The question was simplify [(m^3)(n^-3)]^-1 over m^-5n

I'm afraid that

$\frac{(m^3 n^{-3})^{-1}}{m^{-5n}}$

does not simplify to

$\frac{n^2 m^5}{m^{3n}}$

- Warren

 

[runicle]

Well i don't know any other way

 

[chroot]

Let's do this in steps.

First, simplify the numerator of

$\frac{(m^3 n^{-3})^{-1}}{m^{-5n}}$

The -1 exponent "distributes", multiplying the exponents on m and n:

$(m^3 n^{-3})^{-1} = m^{-3}n^3}$

So the entire expression becomes:

$\frac{m^{-3}n^3}{m^{-5n}}$

Now, factors with negative exponents can be "flipped" across the division line, as can be seen by multiplying both sides by the same factor with the exponent positive rather than negative:

$\frac{m^{-3}n^3}{m^{-5n}} = m^{-3}n^3 m^{5n}$

One negative-exponent factor went up, while the other negative-exponent factor I left alone.

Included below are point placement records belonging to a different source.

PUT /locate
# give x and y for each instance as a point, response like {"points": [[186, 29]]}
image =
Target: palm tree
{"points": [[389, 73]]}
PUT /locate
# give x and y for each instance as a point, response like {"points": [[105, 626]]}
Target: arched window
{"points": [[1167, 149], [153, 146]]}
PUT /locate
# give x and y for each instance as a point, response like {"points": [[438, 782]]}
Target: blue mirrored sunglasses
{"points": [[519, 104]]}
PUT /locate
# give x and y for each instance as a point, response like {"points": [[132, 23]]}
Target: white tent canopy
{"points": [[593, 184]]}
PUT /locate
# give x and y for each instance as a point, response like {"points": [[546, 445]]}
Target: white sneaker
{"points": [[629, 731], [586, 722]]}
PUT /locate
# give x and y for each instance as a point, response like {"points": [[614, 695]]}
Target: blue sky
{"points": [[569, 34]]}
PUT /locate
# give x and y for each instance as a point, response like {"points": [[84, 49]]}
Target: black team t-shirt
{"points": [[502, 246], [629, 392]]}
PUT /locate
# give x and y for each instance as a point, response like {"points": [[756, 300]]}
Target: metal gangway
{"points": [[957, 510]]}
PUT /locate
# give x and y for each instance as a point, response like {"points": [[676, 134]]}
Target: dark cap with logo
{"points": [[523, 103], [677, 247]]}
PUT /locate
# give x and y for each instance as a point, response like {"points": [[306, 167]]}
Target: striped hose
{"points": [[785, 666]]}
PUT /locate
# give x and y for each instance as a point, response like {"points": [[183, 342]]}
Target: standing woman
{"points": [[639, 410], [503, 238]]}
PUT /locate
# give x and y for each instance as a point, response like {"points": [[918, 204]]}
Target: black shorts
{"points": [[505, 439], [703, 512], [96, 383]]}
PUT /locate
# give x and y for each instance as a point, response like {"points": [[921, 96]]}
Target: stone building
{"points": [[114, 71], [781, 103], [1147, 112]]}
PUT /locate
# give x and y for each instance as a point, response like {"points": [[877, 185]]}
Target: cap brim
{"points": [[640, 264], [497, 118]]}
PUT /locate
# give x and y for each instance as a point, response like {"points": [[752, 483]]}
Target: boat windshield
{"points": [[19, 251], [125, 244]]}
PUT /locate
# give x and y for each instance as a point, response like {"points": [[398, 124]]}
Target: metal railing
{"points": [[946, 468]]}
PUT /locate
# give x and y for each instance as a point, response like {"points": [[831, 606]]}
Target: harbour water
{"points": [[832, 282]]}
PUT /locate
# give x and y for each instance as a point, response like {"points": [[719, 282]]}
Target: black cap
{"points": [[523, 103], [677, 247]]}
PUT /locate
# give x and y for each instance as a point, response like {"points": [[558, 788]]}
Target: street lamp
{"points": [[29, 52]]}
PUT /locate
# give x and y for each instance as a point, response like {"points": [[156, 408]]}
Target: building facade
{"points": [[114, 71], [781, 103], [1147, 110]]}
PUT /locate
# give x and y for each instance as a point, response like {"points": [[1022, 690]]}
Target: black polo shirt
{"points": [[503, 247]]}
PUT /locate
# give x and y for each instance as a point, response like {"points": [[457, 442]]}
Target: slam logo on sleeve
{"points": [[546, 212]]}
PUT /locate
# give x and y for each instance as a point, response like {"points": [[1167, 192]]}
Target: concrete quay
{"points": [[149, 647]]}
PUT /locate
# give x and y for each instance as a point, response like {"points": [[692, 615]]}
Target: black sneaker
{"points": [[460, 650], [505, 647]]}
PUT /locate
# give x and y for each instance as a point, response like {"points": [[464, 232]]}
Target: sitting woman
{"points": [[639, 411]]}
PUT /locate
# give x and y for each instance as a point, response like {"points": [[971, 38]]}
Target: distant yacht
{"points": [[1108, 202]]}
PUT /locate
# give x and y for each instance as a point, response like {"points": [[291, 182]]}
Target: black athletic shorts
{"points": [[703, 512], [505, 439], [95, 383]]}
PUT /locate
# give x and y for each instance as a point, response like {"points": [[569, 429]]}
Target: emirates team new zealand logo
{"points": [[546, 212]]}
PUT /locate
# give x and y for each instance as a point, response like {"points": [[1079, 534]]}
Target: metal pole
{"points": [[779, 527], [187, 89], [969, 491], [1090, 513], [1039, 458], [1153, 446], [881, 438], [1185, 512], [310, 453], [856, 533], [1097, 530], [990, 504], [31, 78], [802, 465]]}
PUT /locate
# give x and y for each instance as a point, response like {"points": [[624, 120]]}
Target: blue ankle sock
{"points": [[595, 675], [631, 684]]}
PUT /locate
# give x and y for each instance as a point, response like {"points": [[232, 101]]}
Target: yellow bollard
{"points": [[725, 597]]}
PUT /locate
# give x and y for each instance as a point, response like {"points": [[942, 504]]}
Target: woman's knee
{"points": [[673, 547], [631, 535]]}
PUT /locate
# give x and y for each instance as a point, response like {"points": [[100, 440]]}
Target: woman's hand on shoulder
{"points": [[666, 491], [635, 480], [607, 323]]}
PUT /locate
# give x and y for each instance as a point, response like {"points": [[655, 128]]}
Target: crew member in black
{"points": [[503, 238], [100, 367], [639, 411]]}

Finally, multiplyiing two factors (with the same base) is the same as adding their exponents:

$n^3 m^{5n - 3}$

If you do not understand any step of this, please let me know.

- Warren

 

[ksinclair13]

I got another question I have to factor 3x^2 -13x-10
So far i get this far
3x^2 -13x-10
3x^2+2x-15x-10
x(3x+2)-5(3x+2)
What do i do next...

Your final answer will be:

0 = (x - 5)(3x + 2)

You should see that multiplying (3x + 2) by x and then adding that to -5(3x + 2) is the same as just multiplying by (x - 5).

I find it easiest to make a punett square if I can't figure it out in my head. If you can't figure it out using a punett square, then try using the quadratic formula; I try and stay away from that though because it can be messy.

 

[VietDao29]

Your final answer will be:

0 = (x - 5)(3x + 2)

No it isn't. It's an expression that need to be factored, not an equation!

 

[runicle]

I know what I'm doing... I always mix up the terms equation and expression. I know now 2^-3 is the same thing as 1 over 2^3 so now you can understand how i did it

 

[ksinclair13]

No it isn't. It's an expression that need to be factored, not an equation!

Whoa! I must have read that too quickly. Sorry if I misled you runicle.